Insatiable dessinateur dès sa prime jeunesse, Georges Seurat s’inscrit à l’Ecole des Beaux-Arts en 1877, et reçoit un choc formidable lors de la visite de la quatrième exposition impressionniste de 1879. Grand lecteur, homme cultivé, il dévore les traités de peinture, lit Charles Blanc, étudie les lois d'Eugène Chevreul sur le contraste simultané des couleurs, suit les préceptes de
Delacroix,
Corot, Couture.
Dessinant beaucoup, Seurat étudie dans ses œuvres graphiques veloutées les volumes, les jeux d’éclairage, alliant à la force des lignes la sensibilité des ombres : son dessin évolue alors plus vite que sa peinture.

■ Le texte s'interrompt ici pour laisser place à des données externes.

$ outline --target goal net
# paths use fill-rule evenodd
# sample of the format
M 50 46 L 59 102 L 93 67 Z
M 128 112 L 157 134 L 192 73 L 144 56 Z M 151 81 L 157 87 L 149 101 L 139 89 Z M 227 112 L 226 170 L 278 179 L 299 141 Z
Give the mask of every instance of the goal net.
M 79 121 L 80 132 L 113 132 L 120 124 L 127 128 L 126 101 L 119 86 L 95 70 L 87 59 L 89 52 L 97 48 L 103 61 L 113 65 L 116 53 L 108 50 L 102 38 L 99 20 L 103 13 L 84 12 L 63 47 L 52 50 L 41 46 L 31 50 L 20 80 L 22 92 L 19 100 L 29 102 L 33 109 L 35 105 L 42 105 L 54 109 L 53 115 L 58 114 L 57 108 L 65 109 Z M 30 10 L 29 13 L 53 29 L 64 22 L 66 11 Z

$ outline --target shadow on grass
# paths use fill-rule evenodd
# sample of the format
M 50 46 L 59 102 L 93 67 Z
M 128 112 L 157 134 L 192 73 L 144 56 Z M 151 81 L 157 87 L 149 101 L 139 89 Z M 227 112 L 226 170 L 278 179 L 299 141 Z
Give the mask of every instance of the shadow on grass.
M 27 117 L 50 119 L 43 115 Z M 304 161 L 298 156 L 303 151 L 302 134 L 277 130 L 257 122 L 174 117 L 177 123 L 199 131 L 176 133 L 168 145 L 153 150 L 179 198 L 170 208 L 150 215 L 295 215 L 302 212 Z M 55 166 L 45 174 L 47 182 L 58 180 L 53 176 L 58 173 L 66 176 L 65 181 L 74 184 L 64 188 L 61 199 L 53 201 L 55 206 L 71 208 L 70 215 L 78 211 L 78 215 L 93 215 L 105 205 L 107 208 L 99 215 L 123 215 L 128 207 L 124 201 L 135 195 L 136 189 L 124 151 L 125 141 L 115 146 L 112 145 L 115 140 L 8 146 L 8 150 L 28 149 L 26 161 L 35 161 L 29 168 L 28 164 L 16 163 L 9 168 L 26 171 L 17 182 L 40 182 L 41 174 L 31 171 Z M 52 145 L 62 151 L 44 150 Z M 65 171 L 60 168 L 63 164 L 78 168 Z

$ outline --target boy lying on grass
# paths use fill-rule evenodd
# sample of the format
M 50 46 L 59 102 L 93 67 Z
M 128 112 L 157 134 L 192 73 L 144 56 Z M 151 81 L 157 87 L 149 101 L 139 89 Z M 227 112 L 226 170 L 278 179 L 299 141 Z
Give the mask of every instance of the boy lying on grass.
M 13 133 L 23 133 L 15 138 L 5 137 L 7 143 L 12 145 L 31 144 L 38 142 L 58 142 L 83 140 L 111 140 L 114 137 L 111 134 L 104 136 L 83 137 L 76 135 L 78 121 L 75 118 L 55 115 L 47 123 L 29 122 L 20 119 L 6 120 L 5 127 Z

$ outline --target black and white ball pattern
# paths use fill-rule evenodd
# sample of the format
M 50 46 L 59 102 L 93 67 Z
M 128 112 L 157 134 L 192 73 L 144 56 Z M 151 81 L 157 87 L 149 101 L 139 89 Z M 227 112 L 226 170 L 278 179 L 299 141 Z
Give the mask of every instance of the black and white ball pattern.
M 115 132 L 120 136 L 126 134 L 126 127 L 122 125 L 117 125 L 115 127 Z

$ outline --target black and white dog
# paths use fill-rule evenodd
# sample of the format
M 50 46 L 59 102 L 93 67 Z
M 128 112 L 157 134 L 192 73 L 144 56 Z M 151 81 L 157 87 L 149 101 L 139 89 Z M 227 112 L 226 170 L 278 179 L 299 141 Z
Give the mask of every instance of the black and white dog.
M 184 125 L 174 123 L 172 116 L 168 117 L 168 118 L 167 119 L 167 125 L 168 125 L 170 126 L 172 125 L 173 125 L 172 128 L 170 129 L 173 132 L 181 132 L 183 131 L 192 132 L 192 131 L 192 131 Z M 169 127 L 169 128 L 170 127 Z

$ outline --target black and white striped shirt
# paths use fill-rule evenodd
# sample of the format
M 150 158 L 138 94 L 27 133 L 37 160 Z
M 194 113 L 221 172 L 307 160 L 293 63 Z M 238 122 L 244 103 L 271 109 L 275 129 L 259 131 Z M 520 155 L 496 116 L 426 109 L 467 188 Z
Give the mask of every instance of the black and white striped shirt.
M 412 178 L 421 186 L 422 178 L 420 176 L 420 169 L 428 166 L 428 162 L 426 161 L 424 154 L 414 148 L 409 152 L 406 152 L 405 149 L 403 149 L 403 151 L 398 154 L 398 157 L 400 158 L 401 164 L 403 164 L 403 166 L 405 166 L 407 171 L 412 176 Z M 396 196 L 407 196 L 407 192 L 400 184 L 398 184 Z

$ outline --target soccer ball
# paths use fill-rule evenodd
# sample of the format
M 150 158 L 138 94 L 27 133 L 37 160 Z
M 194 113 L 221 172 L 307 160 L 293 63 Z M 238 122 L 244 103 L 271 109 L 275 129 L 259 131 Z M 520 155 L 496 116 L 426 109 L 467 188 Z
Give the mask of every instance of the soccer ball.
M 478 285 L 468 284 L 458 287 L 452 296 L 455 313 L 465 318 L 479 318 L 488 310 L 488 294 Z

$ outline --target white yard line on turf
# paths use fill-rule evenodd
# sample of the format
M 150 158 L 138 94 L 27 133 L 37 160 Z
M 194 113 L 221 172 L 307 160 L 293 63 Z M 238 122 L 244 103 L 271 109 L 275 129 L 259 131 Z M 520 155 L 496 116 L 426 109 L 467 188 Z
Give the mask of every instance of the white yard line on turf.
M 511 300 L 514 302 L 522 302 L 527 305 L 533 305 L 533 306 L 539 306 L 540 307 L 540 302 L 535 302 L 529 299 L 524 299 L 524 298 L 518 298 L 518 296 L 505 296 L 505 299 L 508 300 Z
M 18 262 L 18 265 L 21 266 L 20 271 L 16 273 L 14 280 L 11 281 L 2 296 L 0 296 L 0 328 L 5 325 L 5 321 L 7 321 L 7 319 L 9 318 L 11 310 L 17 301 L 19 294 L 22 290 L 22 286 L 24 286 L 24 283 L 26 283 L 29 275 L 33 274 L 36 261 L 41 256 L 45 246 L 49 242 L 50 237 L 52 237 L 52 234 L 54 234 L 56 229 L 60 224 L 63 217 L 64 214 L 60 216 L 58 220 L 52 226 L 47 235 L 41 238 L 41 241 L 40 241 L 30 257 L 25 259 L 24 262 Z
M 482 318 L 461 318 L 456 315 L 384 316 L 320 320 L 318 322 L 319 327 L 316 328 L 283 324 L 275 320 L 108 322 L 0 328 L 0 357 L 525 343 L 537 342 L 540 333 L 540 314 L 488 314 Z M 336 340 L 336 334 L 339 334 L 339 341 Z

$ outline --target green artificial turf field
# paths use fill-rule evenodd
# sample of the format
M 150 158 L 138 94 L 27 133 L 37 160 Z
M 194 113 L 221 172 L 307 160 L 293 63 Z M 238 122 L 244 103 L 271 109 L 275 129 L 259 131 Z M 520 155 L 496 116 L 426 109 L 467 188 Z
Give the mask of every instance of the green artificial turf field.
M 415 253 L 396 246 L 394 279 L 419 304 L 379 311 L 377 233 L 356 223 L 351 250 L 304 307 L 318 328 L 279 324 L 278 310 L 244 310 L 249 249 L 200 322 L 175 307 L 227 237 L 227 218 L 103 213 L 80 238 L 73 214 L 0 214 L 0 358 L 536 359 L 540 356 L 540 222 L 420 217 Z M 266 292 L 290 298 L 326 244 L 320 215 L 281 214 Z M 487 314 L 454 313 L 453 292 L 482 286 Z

Ses premières toiles, dépouillées de toute anecdote, se rattachent par leurs sujets (la campagne et les paysans), à la tradition de Barbizon et aux grands peintres réalistes comme
Gustave Courbet.
Parallèlement, Seurat subit l’influence des impressionnistes, dont il adopte la technique et, à partir de 1883, les thèmes, notamment celui des bords de Seine. Sa première toile importante,
Une Baignade, Asnières (1884), refusée au Salon, est une œuvre originale, monumentale, influencée par
Puvis de Chavannes et
Pissarro.
Deux ans plus tard,
Un dimanche à la Grande Jatte (1886) signale l’aboutissement de ses recherches et répond à des préceptes rigoureux : chaque personnage pensé en fonction de l’ensemble ; technique de la « division » fondée sur l’emploi de couleurs juxtaposées selon la théorie du contraste simultané ; opposition entre les formes géométrisées et les surfaces colorées ; utilisation du nombre d’or pour construire la perspective.
Un groupe d’artistes se forme alors autour de Seurat et de
Paul Signac, son disciple : ils forment le groupe des « néo-impressionnistes », rapidement critiqué. Pourtant Seurat continue à travailler avec acharnement, produit des œuvres toujours aussi strictement ordonnancées selon des lignes ascendantes ou descendantes qui suggéreraient, comme les couleurs chaudes ou froides, la gaieté ou la tristesse. Dans ses vues maritimes également, il poursuit cette réflexion sur la composition géométrique et la division des couleurs.
Peintre théoricien, « réunissant la pratique à l’idée et l’inconsciente fantaisie à l’effort réfléchi », Seurat influence fauves, cubistes, expressionnistes et futuristes, jusqu’aux artistes du Bauhaus… Il meurt précocement en 1891, à l’âge de 31 ans.